O Brasil, que atualmente está no exercício da presidência da Comissão Consultiva da UNRWA, "reitera o seu firme apoio à continuidade das atividades da Agência na prestação de serviços essenciais a 6 milhões de refugiados palestinos na Faixa de Gaza, na Cisjordânia, na Jordânia, no Líbano e na Síria".
Este comunicado do Governo brasileiro surge no mesmo dia em que o chefe de Estado do Brasil, Lula da Silva, manteve uma conversa telefónica com o presidente da Autoridade Nacional Palestiniana, Mahmoud Abbas.

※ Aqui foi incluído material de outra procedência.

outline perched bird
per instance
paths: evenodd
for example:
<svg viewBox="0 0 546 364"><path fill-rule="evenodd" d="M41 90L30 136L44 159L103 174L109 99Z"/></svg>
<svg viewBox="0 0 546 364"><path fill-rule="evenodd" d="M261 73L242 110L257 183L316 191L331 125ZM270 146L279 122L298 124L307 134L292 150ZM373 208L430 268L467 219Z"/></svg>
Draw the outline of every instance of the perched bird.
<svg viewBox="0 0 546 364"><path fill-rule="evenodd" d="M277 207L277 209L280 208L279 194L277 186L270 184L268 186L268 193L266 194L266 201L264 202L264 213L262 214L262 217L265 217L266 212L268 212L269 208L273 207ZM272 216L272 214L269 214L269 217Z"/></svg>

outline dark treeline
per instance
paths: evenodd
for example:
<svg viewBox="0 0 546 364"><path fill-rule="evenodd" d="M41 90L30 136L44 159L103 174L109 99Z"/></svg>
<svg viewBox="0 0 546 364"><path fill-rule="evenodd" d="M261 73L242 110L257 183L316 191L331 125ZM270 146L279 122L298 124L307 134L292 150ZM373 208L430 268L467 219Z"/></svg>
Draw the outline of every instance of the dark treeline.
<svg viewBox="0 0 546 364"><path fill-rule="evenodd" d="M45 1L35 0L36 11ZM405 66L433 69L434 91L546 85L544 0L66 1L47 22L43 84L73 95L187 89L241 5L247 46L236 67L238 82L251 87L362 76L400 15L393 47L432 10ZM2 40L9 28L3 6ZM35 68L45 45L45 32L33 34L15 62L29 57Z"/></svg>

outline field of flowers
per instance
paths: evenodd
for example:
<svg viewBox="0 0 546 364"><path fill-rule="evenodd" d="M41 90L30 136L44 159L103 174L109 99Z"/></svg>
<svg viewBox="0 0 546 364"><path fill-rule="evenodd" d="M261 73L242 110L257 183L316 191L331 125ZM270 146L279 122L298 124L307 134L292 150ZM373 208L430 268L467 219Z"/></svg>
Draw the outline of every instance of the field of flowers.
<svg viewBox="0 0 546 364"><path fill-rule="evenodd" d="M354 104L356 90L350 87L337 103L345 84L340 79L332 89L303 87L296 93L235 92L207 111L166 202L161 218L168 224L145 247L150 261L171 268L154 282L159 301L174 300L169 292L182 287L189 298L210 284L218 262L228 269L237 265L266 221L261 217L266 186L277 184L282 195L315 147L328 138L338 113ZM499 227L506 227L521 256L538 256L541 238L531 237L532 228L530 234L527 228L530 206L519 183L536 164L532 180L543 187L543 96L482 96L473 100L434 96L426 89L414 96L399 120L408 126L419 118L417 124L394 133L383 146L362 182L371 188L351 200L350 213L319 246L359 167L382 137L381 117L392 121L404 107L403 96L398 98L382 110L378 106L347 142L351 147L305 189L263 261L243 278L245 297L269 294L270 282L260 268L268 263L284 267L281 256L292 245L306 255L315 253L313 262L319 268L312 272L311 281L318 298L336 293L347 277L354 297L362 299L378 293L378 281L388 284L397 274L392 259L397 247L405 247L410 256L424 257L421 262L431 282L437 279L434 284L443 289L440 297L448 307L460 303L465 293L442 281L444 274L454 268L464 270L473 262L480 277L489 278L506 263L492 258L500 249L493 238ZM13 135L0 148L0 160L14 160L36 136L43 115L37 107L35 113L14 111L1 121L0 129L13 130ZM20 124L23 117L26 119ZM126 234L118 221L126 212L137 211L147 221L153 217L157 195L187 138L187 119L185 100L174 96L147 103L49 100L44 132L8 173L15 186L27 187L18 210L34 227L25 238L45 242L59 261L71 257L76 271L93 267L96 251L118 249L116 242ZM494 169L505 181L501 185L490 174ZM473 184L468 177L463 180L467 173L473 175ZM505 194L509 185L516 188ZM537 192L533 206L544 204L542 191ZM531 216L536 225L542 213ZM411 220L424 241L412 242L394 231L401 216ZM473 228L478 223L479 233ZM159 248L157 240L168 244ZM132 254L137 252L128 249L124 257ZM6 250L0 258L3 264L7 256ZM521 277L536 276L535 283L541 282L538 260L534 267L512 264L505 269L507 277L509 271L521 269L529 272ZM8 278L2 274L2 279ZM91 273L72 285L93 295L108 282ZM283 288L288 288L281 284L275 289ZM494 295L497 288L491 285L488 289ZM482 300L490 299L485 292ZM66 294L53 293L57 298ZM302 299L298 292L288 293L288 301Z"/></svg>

"Ao expressar satisfação quanto ao cessar-fogo obtido em Gaza, o Presidente Lula consultou o presidente Abbas sobre as perspetivas de reconstrução da região e reiterou o compromisso brasileiro com a paz no Oriente Médio. Ambos trocaram impressões sobre o plano de paz em curso e acordaram continuar mantendo contacto sobre o tema", lê-se, na curta nota divulgada pela presidência brasileira.
Na terça-feira, o secretário-geral da ONU pediu a Israel que "suspenda imediatamente" a demolição dos edifícios da UNRWA em Jerusalém Oriental e exigiu a respetiva reconstrução.
Condenando "nos termos mais enérgicos" as ações de Israel para demolir o complexo da UNRWA, no bairro de Sheikh Jarrah, Guterres exigiu, paralelamente, a respetiva reconstrução imediata.
Israel tem acusado repetidamente a agência da ONU de apoiar o Movimento de Resistência Islâmica (Hamas) e outros grupos palestinianos, embora uma investigação independente, liderada pela antiga ministra dos Negócios Estrangeiros francesa Catherine Colonna, tenha concluído, em abril de 2024, que, apesar de a organização ter margem para melhorar em matérias como a neutralidade ou a transparência, não existiam provas que sustentassem as acusações israelitas de ligações ao terrorismo.
Apesar disso, Israel manteve as suas críticas e, a 08 de dezembro de 2025, as forças de segurança israelitas realizaram uma operação na sede da UNRWA, no âmbito da pressão exercida sobre o organismo, que denunciou o "flagrante desrespeito" de Israel pelo Direito Internacional.